How Your Breakfast Affects Your Body
If you skip breakfast in the morning, you are not alone. In fact, according to a study by the NPD market research group, you are one among 31 million Americans who do not eat breakfast every day. How can this be when you grew up hearing, "Breakfast is the most important meal of the day?" Health experts tend to vary their opinion on the importance of breakfast, but there is scientific evidence about how eating breakfast or not eating breakfast can affect your body.
Don’t Choose Empty Calories
"You can consume any protein and fiber options for the boost in mood and energy, albeit more short lived with less benefits," Warren said. "The overall health benefits, such as decreasing the risk of heart disease, high blood pressure and type 2 diabetes, cited in studies are most likely due to the quality of breakfast foods chosen, such as 100-percent whole grains and fruits."
Get Energy For The Day
"We need a healthy meal at the beginning of the day, in preparation for the tasks ahead," Mangieri said. "Eating breakfast provides energy for the brain and improves learning. Studies have shown that breakfast eaters have better concentration, attention span and memory."
Avoid Extended Fasting
"The term breakfast literally means breaking the fast," Sheth said. "When you don't eat breakfast, your body goes into an extended fasting state from the night before. This creates a situation where your body may react as if it's in starvation. You may overcompensate by eating more calories throughout the day and your body may convert these calories into body fat stores more efficiently as it's not sure when the next bite of food is coming."
Improve Overall Health and Well Being
"Individuals that eat breakfast are also found to have an improved overall fiber and carbohydrate intake, greater physical activity levels and lower overall BMI's than those that skipped their morning meal," Mangieri said. "Teens that eat breakfast are more likely to have diets adequate in iron, the nutrient that helps transport oxygen in the body, preventing fatigue and keeping your immune system strong so that it can fight infection."
Lower the Risk of Health Problems
"Studies consistently show the positive aspects of eating breakfast," Warren said. "If you consume a quality breakfast of high fiber foods, such as whole grains, and proteins, such as almond butter or an avocado, studies show it will decrease the risk of high blood pressure and cholesterol.
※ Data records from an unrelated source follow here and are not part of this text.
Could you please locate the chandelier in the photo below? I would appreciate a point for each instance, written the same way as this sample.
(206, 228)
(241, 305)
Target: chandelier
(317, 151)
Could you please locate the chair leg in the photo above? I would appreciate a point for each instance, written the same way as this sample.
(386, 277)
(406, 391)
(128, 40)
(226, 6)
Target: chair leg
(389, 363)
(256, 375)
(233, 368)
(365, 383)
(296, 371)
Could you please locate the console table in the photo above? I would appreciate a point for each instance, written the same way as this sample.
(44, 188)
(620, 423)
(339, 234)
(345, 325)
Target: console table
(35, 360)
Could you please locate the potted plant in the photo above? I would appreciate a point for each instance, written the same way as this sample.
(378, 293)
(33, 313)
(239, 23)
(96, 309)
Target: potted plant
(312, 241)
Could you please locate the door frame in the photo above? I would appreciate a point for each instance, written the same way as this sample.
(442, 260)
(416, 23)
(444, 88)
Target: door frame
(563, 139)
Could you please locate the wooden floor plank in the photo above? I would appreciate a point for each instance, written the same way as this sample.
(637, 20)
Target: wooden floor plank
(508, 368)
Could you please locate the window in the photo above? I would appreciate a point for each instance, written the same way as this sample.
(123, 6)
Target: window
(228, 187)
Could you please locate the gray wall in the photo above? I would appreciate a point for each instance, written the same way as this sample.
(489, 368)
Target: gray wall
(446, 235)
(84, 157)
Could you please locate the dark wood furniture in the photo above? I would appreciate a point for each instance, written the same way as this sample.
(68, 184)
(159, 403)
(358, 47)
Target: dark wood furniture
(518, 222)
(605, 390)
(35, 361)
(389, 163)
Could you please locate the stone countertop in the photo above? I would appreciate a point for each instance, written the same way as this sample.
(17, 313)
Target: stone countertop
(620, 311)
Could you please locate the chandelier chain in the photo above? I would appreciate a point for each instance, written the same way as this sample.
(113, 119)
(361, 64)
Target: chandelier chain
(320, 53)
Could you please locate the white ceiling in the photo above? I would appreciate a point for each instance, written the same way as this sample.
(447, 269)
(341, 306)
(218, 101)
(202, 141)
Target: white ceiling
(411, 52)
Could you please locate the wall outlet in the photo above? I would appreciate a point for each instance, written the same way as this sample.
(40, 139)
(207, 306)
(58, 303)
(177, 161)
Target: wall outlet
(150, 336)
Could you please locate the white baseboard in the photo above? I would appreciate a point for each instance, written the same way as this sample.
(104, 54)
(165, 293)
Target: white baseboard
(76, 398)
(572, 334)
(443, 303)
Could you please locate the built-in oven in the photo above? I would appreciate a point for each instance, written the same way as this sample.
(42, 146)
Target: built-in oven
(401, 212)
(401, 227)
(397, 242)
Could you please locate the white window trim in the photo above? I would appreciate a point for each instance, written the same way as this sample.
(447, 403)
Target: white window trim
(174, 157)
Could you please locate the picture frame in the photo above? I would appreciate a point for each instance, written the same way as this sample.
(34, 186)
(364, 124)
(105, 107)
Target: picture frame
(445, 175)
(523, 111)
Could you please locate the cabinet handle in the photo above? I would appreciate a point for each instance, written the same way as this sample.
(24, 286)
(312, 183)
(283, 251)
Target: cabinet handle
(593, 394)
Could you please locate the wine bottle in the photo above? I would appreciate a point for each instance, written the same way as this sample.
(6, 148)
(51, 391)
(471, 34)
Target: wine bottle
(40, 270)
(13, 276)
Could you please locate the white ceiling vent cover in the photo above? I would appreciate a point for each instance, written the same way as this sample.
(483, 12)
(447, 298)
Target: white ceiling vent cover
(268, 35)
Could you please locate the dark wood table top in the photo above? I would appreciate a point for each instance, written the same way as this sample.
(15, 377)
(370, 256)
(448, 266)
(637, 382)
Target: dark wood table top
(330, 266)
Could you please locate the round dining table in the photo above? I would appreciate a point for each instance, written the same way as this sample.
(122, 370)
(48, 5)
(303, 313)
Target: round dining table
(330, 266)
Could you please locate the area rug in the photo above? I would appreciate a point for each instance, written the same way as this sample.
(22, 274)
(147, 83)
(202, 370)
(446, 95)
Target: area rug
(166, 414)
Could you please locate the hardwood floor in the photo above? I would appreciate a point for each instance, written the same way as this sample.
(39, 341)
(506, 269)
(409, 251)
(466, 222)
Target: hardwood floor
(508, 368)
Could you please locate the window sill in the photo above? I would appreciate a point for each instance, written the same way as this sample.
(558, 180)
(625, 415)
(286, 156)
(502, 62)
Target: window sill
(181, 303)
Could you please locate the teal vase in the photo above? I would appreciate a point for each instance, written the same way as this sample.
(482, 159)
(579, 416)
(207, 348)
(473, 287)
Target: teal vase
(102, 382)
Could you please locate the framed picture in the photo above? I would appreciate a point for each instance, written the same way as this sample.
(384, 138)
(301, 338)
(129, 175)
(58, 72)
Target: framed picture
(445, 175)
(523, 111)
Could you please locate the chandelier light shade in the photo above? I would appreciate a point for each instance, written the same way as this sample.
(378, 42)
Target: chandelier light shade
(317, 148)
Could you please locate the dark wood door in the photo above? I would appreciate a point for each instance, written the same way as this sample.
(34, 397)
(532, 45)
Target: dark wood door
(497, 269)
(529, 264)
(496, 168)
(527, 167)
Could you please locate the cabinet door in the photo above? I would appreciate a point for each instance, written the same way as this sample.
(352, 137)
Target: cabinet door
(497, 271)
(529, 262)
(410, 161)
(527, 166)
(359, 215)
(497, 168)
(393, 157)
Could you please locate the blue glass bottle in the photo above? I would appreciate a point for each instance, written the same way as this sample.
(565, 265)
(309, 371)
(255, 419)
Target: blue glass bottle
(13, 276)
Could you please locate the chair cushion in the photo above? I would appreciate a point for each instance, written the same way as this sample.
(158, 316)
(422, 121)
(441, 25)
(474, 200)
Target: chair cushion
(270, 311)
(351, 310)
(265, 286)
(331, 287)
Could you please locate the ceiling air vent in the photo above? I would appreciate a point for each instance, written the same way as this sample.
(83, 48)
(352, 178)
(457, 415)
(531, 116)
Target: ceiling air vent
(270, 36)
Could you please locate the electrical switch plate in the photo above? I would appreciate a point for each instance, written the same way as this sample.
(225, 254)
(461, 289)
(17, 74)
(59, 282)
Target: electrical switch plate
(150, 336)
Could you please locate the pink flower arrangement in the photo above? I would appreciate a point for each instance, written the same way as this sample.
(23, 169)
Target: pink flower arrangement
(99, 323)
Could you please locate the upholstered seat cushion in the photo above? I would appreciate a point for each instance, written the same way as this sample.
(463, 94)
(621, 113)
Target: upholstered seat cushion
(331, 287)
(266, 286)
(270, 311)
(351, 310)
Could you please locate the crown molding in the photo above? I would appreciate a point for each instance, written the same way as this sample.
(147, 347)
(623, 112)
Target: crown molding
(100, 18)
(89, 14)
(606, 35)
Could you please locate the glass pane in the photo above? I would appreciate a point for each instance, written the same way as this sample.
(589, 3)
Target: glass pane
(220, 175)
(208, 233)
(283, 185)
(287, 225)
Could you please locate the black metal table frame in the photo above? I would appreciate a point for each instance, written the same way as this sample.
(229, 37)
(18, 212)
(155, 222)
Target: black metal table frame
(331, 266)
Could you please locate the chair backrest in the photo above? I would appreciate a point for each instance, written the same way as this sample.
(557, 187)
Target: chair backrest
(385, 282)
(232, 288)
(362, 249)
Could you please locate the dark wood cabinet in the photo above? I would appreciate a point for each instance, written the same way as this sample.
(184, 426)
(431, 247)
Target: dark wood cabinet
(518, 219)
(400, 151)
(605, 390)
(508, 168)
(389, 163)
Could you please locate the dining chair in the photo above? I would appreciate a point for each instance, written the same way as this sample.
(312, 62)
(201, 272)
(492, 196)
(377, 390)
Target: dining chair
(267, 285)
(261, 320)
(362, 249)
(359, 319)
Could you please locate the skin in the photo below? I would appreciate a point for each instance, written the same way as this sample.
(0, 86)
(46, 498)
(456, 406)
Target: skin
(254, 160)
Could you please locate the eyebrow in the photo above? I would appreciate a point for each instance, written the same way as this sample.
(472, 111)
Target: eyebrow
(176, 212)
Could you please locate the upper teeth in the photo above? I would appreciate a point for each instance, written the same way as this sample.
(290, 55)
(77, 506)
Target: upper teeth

One study in 2013 showed men were more likely to have heart disease if they skipped breakfast. Breakfast eaters are also at less risk for type 2 diabetes because the meal helps stabilize your blood sugar levels. Eating in the morning also helps improve short-term memory, which was found in studies showing a child's performance at school."
Speed Up Your Metabolism
"In order for the 'survival mode' to be switched off, you need to a quality breakfast with a combination of protein and fiber foods," Warren said. "If your breakfast does not consist of protein, then your body will begin to pull the nutrient from your muscles, leading to a metabolic slow down, which will affect your weight in the long run."
Prevent Overeating Later In The Day
"Eating earlier in the day also helps you prevent overeating later in the day, where you are also typically moving less and therefore, burning less calories, which can lead to obesity over time," Warren said. "If you skip breakfast, it also affects your mood, since your brain will be running on empty leaving you cranky and tired."
Wake Up Your Body
"I believe that everyone should eat a breakfast in the morning," Kaufman said. "If you are not a morning person, than try having something small such as an apple or one tablespoon of nut butter. It's important to tell your body, ok it's time to start working!"
Prevent Sugar Spikes
"I always suggest having a protein for breakfast," Kaufman said. "By not having a protein and only consuming carbs, your body is more likely to crash later. Protein helps to prevent sugar spikes. If carbs are eaten without the essential protein than your sugar may spike, leaving you hungrier later which will likely eat to overeating later on in the day."
You Can Keep Breakfast Simple
"There is no reason why you cannot make a quality breakfast within five minutes," Warren said. "Grab a slice of 100 percent whole-grain bread, such as Ezekiel bread, and slab on 2 tablespoons of natural peanut butter. Or, take a plain non-fat Greek yogurt, throw in some KIND low sugar granola and a small handful of blueberries, and you have quick high quality breakfast ideas."